A thorough examination of the record indicates that on three occasions it was indicated that the defendant had refused to take the breathalyzer test. The first time occurred when Officer Dodson was on the stand and the following occurred:

“State’s Attorney: Q. And then did anything else happen with regard to taking any test?
The Court: I will sustain an objection here.
Defense Counsel: I will object to that question.
The Court: The objection is sustained unless the test was actually taken.”

Next, when Officer Bushkill was testifying, the following is repeated in the record:

“State’s Attorney: Q. Approximately what did you and Mr. Boyd have to do at that time?
The Witness: A. I took Mr. Boyd to the side room where the alco-tector was and asked if he would submit to an alco-tector test and he refused.
Defense Counsel: Object to that.
The Court: Yes, the objection iá sustained and the jury is asked to disregard the testimony. All testimony to this so-called test is excluded and the jury is not under any circumstances to consider any part of that testimony and it is stricken from the record.”

Finally when Officer Rhodes testified the following was heard:

“State’s Attorney: Q. Did you observe Junior Boyd at that time?
The Witness: A. I did.
Q. Would you describe to this jury what you noticed about him?
A. Well, Junior was not cooperating very well. The trooper was questioning him, asking him if he would take the breath test and he wouldn’t. * * *
Defense Counsel: Objection, Your Honor.
The Court: Sustained and the jury is instructed to disregard the question and the answer. It isn’t to be considered at all.”

It is also noteworthy to point out the following which occurred during the cross examination of Officer Rhodes:

*883Q. “You say he wasn’t cooperating. Can you explain why you noticed or reached that conclusion that he wasn’t cooperating?
A. Well, the trooper was asking questions # #
Q. Did he answer the questions?
A. Part of them he would and part of them he wouldn’t.
Q. What questions wouldn’t he answer?
A. Well I was told not to discuss that.
Q. All right. Was there anything else he wouldn’t answer?
A. Well, I don’t know. I can’t recall everything, all the statements that was made.”

It thus can be reasonably determined that Officer Rhodes was aware that the laws of this State prevent any admission into evidence of refusal of the defendant to take the breathalyzer test.

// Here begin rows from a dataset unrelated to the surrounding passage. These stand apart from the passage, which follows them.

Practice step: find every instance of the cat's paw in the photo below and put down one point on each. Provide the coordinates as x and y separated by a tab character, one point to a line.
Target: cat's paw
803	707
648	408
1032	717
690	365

The law of this State is clear that the defendant’s refusal to take the test is not admissible. (Ill. Rev. Stat., ch. 95%, par. 11 — 501(h); People v. Knutson, 17 Ill.App.2d 251, 149 N.E.2d 461.) Had the fact of the refusal been admitted into evidence, this case would have been reversed without further consideration.

However, the question in this case is a close one because of the trial court’s excellent and correct reaction to the first question by the State’s Attorney and the subsequent admonishments to the jury when the officers voluntarily attempted to utter the refusal in indirect reply to the State’s Attorney’s questions. It is clear that the trial court and the defense counsel did all that they could have done to keep the fact of the refusal from the ears of the jury; however the prosecutor persisted in repeatedly calling their attention to it. On the facts and record of this case the utterances concerning the refusal to take the test were of such magnitude, despite the efforts of the court and defense counsel, as to deny the defendant a fair trial because of the prejudicial effect of the cumulative utterances. The utterances all occurred within a relatively short time span and all were made by police officers, at the instance of the prosecutor. See People v. Deal, 357 Ill. 634, 192 N.E. 649; People v. Knutson, supra; see also People v. Wheatley, 5 Ill.App.3d 827, 284 N.E.2d 353.

The contention of the People that the above quoted testimony did not sufficiently refer to the refusal to take the breathalyzer test is not persuasive. We do not comment on the sufficiency of the other evidence which may be quite persuasive of the defendant’s guilt. We do find that the other evidence may have been sufficiently tainted by the above quoted testimony as to deny to the defendant his right to a fair trial.

The judgment is reversed, and the cause remanded for a new trial.

G. MORAN, P. J., and CREES, J„ concur.